Union geht Drückern an den Kragen

CDU-Gesundheitspolitiker wollen Provisionen beim Abschluss privaterKrankenversicherungen deckeln

Timo Pache, Berlin, und Herbert Fromme, Köln

Ausufernde Provisionen beim Abschluss privater Krankenversicherungen (PKV) rufen die Politik auf den Plan. Die Gesundheitspolitiker der Union wollen die Vergütungen für PKV-Vermittler per Gesetz deckeln. „Da werden Kunden von manchen Maklern abgezockt“, begründete der gesundheitspolitische Sprecher der Unionsfraktion, Jens Spahn, den Vorstoß. „Wir wollen den Schmu in der Branche unterbinden“, sagte er der FTD.

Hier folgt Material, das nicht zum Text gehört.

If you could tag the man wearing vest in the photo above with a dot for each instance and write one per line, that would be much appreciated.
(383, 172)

Konkret sollen die Zahlungen an Vermittler auf zwölf Monatsbeiträge begrenzt werden. „Besser wären sogar neun Monate“, sagte Spahn. Zudem sollen Vermittler Provisionen, die sie erhalten haben, bis zu fünf Jahre nach einem Abschluss zurückzahlen, falls der Kunde kündigt. Bisher gilt meist eine Haftung von zwei Jahren oder weniger. Spahn und seine Kollegin Karin Maag haben bereits einen Gesetzentwurf formuliert, der der FTD vorliegt.

Die Union reagiert mit ihrer Initiative auf wahre Provisionsexzesse. So kassieren Vermittler heute mitunter 14 bis 18 Monatsbeiträge Provision, wenn sie Kunden für eine private Krankenversicherung gewinnen. Angestachelt von der starken Konkurrenz und hohen Einnahmen, vermitteln gerade große Vertriebe zudem jüngere PKV-Kunden oftmals nach zwei Jahren gerne an einen neuen Versicherer – um dann erneut Provisionen zu kassieren.

„Im Interesse der Kunden, die schließlich die Provisionen über die Versicherungsprämie finanzieren, sollte schnellstmöglich gehandelt werden“, sagte Maag. Ausdrücklich verweisen die Fachpolitiker auf die Finanzaufsicht BaFin, die ebenfalls eine gesetzliche Regelung fordere. Die BaFin hatte zuletzt angekündigt, sie wolle Versicherer prüfen, wenn sie mehr als neun Monatsbeiträge zahlten.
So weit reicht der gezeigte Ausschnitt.